Carlo Buonaparte's marriage to Letizia Ramolino produced thirteen children between 1765 and 1784; five died, two at birth and three in infancy. Eight children survived.
- Napoleone Buonaparte (born and died 17 August 1765).
- Maria Anna Buonaparte (3 January 1767 – 1 January 1768).
- Joseph Bonaparte (7 January 1768 – 28 July 1844) King of Naples, King of Spain, and Comte de Survilliers, married on 1 August 1794 Marie Julie Clary.
- Napoleon Bonaparte (15 August 1769 – 5 May 1821), Emperor of the French; married Joséphine de Beauharnais on 9 March 1796 and secondly Marie Louise, Archduchess of Austria, on 2 April 1810.
- Maria Anna Buonaparte (14 July 1771 – 23 November 1771), named after her deceased elder sister.
- A stillborn child (1773)
- Lucien Bonaparte (21 May 1775 – 29 June 1840), Prince of Canino and Musignano, married on 4 May 1794 to Christine Boyer and secondly on 26 October 1803 to Alexandrine de Bleschamp, widow of Hippolyte Jouberthon, known as "Madame Jouberthon".
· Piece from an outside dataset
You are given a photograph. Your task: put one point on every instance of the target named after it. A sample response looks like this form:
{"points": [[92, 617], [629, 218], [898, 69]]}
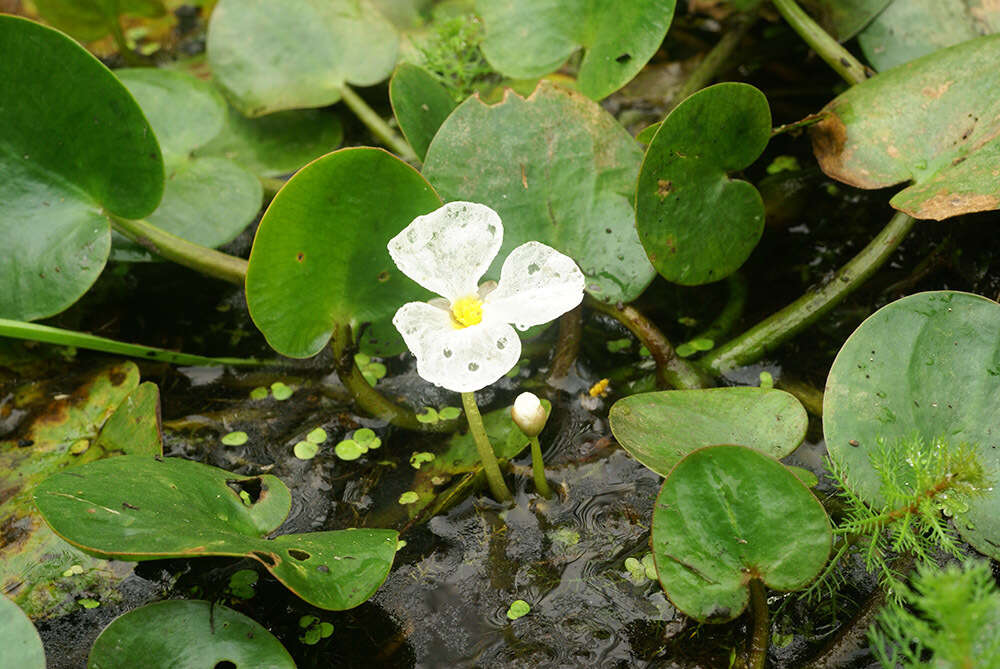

- Maria Anna (Elisa) Bonaparte (3 January 1777 – 7 August 1820), named after her deceased elder sisters, Princess of Lucca and Piombino, Grand Duchess of Tuscany, and Countess of Compignano, married on 5 May 1797 Felice Pasquale Baciocchi.
- Louis Bonaparte (2 September 1778 – 25 July 1846), King of Holland, and Comte de Saint-Leu, married on 4 January 1802 Hortense de Beauharnais.
- A stillborn son (1779).
- Pauline Bonaparte (20 October 1780 – 9 June 1825), Sovereign Princess and Duchess of Guastalla, married 5 May 1797 to Victor-Emmanuel Leclerc and secondly married on 28 August 1803 Camillo Borghese, 6th Prince of Sulmona.
- Caroline Bonaparte (25 March 1782 – 18 May 1839), Grand Duchess of Berg and Cleves, wife of Joachim Murat, later queen consort of Naples, and Countess of Lipona.
- Jérôme Bonaparte (15 November 1784 – 24 June 1860), King of Westphalia, Prince of Montfort, married on 24 December 1803 to Elizabeth Patterson, secondly on 22 August 1807 to Princess Katharina of Württemberg and thirdly to Justine Bartolini-Baldelli in 1840 (religious) and 19 February 1853 (civil).